Я-то сперва оробел, а потом пригляделся… Что за наваждение?! Варнак-то на солидного оченно похож. Пока соображал, что за притча такая, слышу: партеец этого варнака сынком кличет. От ведь как оно бывает: сын такого человека — и по кривой дорожке пошел!
Пожалел я отца, и вежливо его так спрашиваю: чего, мол изволите? А он мне и отвечает: вы, товарищ, не утруждайте себя, мы, мол, сами сейчас посмотрим, выберем чего надо. А коли в чем понятия не сыщем — вот тогда вас помочь и попросим. И вежливо так. Понимает, что продавец — тоже человек.
Ну, что ж, думаю: хотите смотреть сами — смотрите на здоровье. Чай, не буржуазные времена, за погляд денег брать никто не станет. Солидный мне кивнул, да и пошел где пиджаки висят. А сын его на брюки штучные прицелился. Одни посмотрел — коротки. Другие к себе приложил — широки. Так все и перебрал, но пару все же выбрал. Хорошие брюки, чистая шерсть. Хотел я ему сказать, что, мол, постыдился бы, варначья твоя душа, батюшку-то в разоренье такое вводить, да потом подумал: дело-то вовсе не мое, так чего мне к ним лезть. Кто его знает, чего там меж ними быть могло?
А молодец тем временем к сорочкам только не в припрыжку. Сорочки те, граждане, самые лучшие, из японского шелка. Он их и давай щупать, да мять, да разглядывать. Только что на зуб не пробует. Цену у меня спросил, и вроде вежливо так, вроде все как надо. Сказал я ему цены, а сам думаю: куда тебе, вахлаку сорочку шелковую? Ты ж, верно, таких не то, что не нашивал — не видывал. А он, значит, опять их перебирает, а потом и спрашивает у меня, да громко так:
— Уважаемый, а не бракованных рубашек у вас нет?
Я так и сел.
— А в чем дело? — интересуюсь. — Где вы брак нашли, гражданин?
А он мне только что не в нос сорочку:
— Да вот же, — и пальцем тычет. — Пуговицы на обшлага Пушкин пришивать будет?
Где ж это видано, думаю, чтобы у шелковой сорочки на обшлагах пуговицы были?
— Вы что, гражданин? — спрашиваю. А потом вежливо интересуюсь, — Пьяный вы, что ли?
Тут он как рявкнет на меня, я аж присел.
— Чего? Ты, что, жулье, обурел в конец?

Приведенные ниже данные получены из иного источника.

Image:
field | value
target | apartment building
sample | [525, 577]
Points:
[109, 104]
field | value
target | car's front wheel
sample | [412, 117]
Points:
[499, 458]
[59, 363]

Куда пуговицы с обшлага девал, дебил неоприходованный! Вы тут что, в натуре, совсем страх потеряли?!!
И дальше кричит все такое же непонятное, но, так-то понятно, что бранное.
Обидно тут мне стало, граждане.
— Не дело, — говорю, — гражданин, так выражаться в советской кооперации. Вот я сейчас милиционера позову, пущай он вам тогда объясняет: где какие пуговицы положены, и почему, там, где не положено, не пришиты. Вы бы еще на исподнем, — говорю, — пуговицы потребовали.
Только тут второй, солидный подскочил. Цоп этого небритого за рукав, дернул раза, а мне, значит, вежливо так, культурно объясняет:
— Вы, дорогой гражданин, на сына моего не обижайтесь и внимания на его слова не делайте. Он у меня геолог, полезное ищет, копает, вот и в тайге совсем, значится, одичал. Забыл, стал-быть, что у сорочки обшлага запонками застегиваются.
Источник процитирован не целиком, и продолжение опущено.